Les bombes nous ont libérés de nos oreilles
avec lesquelles nous entendions les mots d'amour,
les missiles nous ont libérés de nos yeux
avec lesquels nous voyions des regards d'amour
et les mots noirs nous ont libérés de nos cœurs
dans lesquels nous gardions des sortilèges d'amour.
Peu importe que personne ne nous aime
dans ce monde.
"De toute façon, il semble que ce soit un amour à sens unique".
disent nos aînés, fatigués de l'idée de terre
et notre poète 1, debout sur l'horizon lointain
s'exclame : "Délivrez-nous de cet amour cruel !"
puis murmure, s'excusant
de l'éphémère optimisme enfantin :
"Sur cette terre, il n'y a rien
rien ne vaut la peine d'être vécu "2.
Peu importe que personne ne nous aime.
Nous sommes fatigués des mots qui se disent et ne se disent pas,
des mains qui se tendent et ne se tendent pas
des yeux qui voient et ne voient pas.
Nous sommes fatigués de nous-mêmes
dans cette longue nuit,
nous sommes fatigués de nos mères qui s'accrochent
à ce qu'il reste de nous
et du rocher que nous portons sur notre dos
comme une malédiction éternelle,
d'aller avec elle d'abîme en abîme
et de mort en mort
et ne jamais arriver.
Peu importe que personne ne nous aime
ou que personne ne nous accompagne à nos funérailles.
Nous marchons en silence vers une ultime errance,
nous nous prenons par la main
et marchons seuls dans le désert du monde.
À un moment donné
un enfant se retourne,
jette un dernier regard sur les débris
et dit, en versant une larme :
Le fait que personne ne nous aime n'a plus d'importance.
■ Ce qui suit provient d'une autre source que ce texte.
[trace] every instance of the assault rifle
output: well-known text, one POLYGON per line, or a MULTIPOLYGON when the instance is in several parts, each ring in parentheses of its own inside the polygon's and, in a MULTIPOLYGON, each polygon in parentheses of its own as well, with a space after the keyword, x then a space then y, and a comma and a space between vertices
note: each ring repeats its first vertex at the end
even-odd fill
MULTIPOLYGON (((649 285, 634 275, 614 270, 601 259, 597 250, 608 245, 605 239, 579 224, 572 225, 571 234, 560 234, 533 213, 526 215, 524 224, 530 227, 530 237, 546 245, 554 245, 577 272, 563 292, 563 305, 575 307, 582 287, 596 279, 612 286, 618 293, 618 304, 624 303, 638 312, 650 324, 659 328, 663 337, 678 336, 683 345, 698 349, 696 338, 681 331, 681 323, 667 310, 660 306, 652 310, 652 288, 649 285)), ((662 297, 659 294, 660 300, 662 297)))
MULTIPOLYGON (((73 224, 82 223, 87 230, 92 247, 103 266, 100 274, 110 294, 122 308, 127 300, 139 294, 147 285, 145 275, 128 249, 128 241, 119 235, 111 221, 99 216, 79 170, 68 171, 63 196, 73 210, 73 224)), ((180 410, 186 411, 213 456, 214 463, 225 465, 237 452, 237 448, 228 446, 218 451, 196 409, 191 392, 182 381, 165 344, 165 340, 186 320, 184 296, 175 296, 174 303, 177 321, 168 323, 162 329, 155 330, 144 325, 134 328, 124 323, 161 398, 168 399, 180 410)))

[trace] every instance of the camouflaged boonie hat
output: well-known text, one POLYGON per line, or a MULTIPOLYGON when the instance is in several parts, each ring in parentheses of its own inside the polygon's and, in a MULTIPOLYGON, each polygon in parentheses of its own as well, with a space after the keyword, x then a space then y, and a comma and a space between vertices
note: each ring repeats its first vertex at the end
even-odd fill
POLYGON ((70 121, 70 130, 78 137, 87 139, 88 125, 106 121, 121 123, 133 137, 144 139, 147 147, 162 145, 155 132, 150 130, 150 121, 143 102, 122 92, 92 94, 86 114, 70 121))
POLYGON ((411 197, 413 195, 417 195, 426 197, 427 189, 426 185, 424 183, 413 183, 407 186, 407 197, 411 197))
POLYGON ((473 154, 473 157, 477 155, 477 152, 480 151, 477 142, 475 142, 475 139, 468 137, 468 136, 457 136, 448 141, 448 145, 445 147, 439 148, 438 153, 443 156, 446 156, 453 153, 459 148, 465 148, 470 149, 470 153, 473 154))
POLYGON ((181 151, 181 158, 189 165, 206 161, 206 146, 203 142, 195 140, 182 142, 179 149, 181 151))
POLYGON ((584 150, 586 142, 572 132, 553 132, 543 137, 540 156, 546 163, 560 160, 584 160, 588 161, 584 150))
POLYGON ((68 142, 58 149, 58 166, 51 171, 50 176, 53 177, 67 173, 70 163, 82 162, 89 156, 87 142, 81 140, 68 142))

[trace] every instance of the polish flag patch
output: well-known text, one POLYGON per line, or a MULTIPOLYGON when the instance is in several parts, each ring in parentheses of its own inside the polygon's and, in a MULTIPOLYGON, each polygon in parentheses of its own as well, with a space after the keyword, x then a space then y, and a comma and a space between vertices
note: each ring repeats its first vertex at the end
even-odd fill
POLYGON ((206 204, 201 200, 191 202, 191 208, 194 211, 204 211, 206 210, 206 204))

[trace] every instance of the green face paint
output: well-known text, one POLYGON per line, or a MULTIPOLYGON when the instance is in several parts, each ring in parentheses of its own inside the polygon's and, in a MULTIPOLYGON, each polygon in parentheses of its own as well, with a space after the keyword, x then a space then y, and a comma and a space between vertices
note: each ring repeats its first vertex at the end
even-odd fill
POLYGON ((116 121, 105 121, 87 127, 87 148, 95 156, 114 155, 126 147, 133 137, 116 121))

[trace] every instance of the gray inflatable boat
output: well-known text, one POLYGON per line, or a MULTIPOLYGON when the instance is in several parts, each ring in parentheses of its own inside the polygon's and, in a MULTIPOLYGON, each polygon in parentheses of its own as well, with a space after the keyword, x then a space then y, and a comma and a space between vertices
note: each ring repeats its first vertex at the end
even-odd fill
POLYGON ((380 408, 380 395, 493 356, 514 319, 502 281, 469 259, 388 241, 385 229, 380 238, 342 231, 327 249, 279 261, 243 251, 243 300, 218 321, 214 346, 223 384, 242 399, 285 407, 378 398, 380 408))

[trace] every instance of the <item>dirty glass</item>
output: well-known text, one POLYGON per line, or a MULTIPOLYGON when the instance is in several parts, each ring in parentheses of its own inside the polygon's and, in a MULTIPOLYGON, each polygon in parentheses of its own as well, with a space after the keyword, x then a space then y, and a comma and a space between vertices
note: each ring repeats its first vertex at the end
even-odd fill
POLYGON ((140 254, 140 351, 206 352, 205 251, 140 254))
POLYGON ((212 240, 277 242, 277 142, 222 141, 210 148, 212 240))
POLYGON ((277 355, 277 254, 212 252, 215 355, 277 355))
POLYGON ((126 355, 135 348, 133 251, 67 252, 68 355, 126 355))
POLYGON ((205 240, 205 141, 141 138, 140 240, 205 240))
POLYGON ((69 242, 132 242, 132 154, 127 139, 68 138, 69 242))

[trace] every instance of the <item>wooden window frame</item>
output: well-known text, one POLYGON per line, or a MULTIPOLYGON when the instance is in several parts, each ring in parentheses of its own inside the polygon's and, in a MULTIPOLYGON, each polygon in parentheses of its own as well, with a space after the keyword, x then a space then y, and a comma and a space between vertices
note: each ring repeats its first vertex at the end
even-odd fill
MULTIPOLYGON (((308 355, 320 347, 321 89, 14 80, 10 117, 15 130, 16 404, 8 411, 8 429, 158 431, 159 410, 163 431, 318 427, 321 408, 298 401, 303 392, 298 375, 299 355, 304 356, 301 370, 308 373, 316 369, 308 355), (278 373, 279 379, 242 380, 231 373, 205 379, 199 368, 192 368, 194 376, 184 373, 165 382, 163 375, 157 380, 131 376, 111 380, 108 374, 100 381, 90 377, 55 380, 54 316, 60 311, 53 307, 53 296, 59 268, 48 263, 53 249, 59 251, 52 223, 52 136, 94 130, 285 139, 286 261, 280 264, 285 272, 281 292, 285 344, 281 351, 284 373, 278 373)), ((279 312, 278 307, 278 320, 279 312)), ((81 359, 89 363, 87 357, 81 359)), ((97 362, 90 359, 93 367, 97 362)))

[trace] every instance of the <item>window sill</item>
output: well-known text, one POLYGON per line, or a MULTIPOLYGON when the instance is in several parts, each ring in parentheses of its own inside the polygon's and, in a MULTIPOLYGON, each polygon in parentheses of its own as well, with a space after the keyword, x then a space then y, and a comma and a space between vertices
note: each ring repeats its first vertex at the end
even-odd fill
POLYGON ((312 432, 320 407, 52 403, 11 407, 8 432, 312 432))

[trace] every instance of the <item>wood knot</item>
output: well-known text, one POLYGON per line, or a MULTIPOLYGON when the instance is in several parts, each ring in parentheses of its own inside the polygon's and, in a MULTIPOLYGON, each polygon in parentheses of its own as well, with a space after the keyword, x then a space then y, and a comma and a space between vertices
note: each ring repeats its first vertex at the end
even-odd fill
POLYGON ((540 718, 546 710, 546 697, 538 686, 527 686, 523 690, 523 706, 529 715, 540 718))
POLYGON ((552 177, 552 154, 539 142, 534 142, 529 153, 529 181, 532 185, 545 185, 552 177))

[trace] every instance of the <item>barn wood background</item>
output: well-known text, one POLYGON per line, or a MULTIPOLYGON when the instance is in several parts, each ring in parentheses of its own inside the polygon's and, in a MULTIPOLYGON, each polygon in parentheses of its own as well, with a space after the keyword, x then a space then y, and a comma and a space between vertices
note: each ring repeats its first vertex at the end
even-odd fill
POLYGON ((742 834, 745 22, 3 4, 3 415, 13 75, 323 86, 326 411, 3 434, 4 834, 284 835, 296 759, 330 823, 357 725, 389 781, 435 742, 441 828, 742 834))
1- Il fait référence au grand poète palestinien Mahmoud Darwish.
2- Samer Abu Hawwash cite ici les premiers vers du poème de Mahmoud Darwish "Ala hadhihi al-ard" (Dans cette terre), tiré du recueil de poèmes Wardun aqallu (Moins de roses), mais y ajoute laysa pour lui donner une forme négative, supprimant ainsi tout soupçon d'espoir.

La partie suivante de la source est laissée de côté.